One important unexpected result was that the positive experience of INTERÁGUAS contributed to the decision to consolidate MI and MCid, the ministries with most WRM and WSS responsibilities, under the command of a new, standalone ministry, the Ministry of Regional Development (MDR).
Bank's contribution
The World Bank, through the International Bank for Reconstruction and Development (IBRD), financed US$ 19.8 million toward the total project expenses of US$ 26.8 million. The Bank’s contribution was critical to promoting and facilitating integration among the different water sector institutions at both the activity and the project levels. The Bank also shared international practices, including study tours to the United States and Spain in 2009, 2013, and 2014.
Partners
The commitment to the project of the implementing agencies — SRHQ/MMA, ANA, MI, and MCid — was essential to achieving its results.

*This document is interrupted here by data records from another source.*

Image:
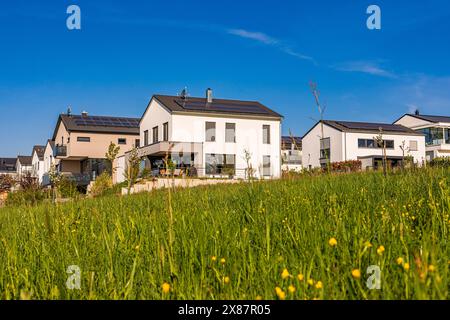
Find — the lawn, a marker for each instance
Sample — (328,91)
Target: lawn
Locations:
(307,238)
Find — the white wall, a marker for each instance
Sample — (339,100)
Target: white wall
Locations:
(155,115)
(37,167)
(249,136)
(344,146)
(311,145)
(353,151)
(191,128)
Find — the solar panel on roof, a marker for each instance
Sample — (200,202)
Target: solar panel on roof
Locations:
(106,122)
(221,107)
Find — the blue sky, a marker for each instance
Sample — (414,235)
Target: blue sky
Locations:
(260,50)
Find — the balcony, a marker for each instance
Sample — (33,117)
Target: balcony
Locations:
(81,179)
(60,151)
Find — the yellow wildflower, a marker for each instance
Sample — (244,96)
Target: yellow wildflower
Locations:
(284,274)
(356,273)
(332,242)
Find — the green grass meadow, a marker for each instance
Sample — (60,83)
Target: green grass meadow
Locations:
(238,241)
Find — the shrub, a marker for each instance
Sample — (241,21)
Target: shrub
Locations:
(101,185)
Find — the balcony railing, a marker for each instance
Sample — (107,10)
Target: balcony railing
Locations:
(60,151)
(78,178)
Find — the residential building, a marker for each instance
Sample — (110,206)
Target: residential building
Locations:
(24,166)
(436,130)
(211,137)
(291,153)
(81,143)
(8,166)
(336,141)
(37,163)
(49,161)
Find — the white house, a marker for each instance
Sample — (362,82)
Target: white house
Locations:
(436,130)
(211,137)
(37,163)
(49,160)
(23,166)
(291,153)
(343,140)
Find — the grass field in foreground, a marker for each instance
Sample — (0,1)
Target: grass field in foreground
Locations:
(238,241)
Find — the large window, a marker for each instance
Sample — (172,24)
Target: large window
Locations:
(220,164)
(266,166)
(266,134)
(372,144)
(155,135)
(325,147)
(210,131)
(166,131)
(146,138)
(434,136)
(230,132)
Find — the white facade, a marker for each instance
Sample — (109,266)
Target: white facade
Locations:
(23,170)
(49,160)
(37,166)
(345,146)
(191,128)
(437,132)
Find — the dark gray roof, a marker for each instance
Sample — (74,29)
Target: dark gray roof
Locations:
(39,151)
(350,126)
(7,165)
(25,160)
(287,141)
(98,124)
(369,127)
(218,106)
(429,118)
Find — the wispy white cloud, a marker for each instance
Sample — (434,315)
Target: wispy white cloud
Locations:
(368,67)
(258,36)
(271,41)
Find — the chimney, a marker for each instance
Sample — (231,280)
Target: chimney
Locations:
(209,95)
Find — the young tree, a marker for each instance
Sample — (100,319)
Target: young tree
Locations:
(132,167)
(249,171)
(381,143)
(111,156)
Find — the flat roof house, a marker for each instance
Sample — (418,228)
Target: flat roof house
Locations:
(80,143)
(291,153)
(345,140)
(8,166)
(211,137)
(37,163)
(436,130)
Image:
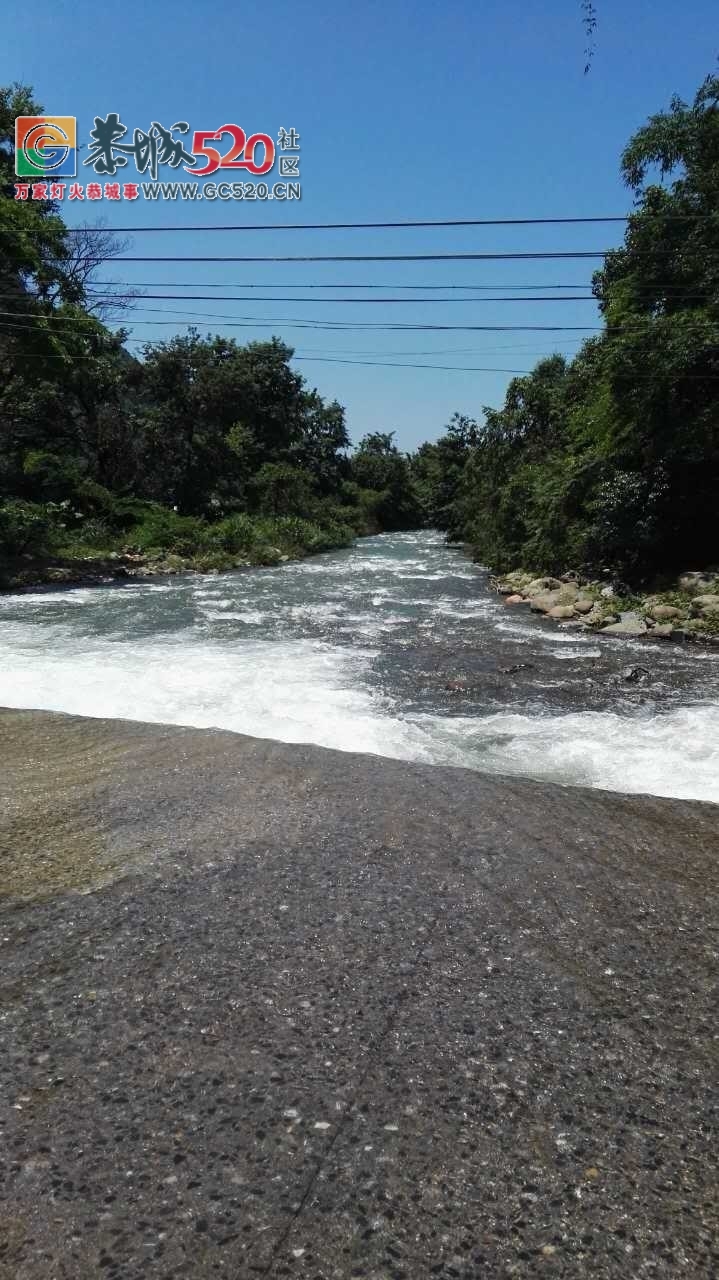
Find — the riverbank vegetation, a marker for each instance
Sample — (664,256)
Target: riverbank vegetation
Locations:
(205,453)
(200,452)
(610,461)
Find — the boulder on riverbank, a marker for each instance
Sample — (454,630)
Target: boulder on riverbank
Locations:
(607,607)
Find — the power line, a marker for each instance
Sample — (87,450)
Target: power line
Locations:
(225,284)
(291,321)
(381,257)
(393,225)
(221,297)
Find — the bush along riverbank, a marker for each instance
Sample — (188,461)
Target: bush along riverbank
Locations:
(686,611)
(166,543)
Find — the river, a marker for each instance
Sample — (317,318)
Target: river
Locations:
(397,647)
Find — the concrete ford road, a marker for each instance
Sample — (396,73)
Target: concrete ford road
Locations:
(287,1011)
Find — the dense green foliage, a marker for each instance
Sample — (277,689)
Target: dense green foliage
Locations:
(201,448)
(613,458)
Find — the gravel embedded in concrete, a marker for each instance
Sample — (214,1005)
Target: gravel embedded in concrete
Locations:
(276,1010)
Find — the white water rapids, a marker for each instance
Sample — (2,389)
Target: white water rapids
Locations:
(355,650)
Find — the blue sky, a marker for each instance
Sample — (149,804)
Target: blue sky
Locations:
(406,110)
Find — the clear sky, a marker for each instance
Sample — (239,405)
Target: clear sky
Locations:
(406,110)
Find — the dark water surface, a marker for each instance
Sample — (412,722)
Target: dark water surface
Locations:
(395,647)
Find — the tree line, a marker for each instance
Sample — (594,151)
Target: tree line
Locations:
(612,458)
(200,447)
(207,448)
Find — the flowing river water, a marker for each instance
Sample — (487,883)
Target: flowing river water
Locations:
(397,647)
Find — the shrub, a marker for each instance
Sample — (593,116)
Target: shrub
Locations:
(28,526)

Implementation was guided and supervised by a high-level Interministerial Management Committee with the support of the Project Technical Secretariat linked to ANA. Subnational institutions at the state, municipal, and river-basin levels also played important roles in implementation of strategic activities.
Beneficiaries
Project beneficiaries included both the poor living in densely populated urban and peri-urban poverty pockets of metropolitan areas and the agencies responsible for formulating policy and planning, implementing, and monitoring WSS projects for the urban poor. INTERÁGUAS made significant contributions to improving the planning and structure of Brazil’s water sector. The integrated actions collaborated in, or at least facilitated, the formation in early 2019 of a new ministry in the federal administration that brought together the project’s executors. As one project staff member mentioned, “INTERÁGUAS has become the MDR.” Through its implementation, other institutions at the municipal, state, regional, and federal levels have also benefited from the project, including subnational water resources management secretariats and utilities.
Moving forward
INTERÁGUAS represents the seed for future coordination and integration efforts. Mechanisms to be fostered include further efforts within the new MDR and coordinated and integrated activities to involve other relevant institutions (such as the Ministry of Mines and Energy or the Ministry of Agriculture, Livestock, and Supply) in the water sector. Integration and coordination permeate the next phases of the main studies prepared under the project (i.e., implementation of actions planned under PNSH and PLANERB). The Regulasan study has gained even more relevance in the context of ongoing discussions regarding the new regulatory framework for the WSS sector.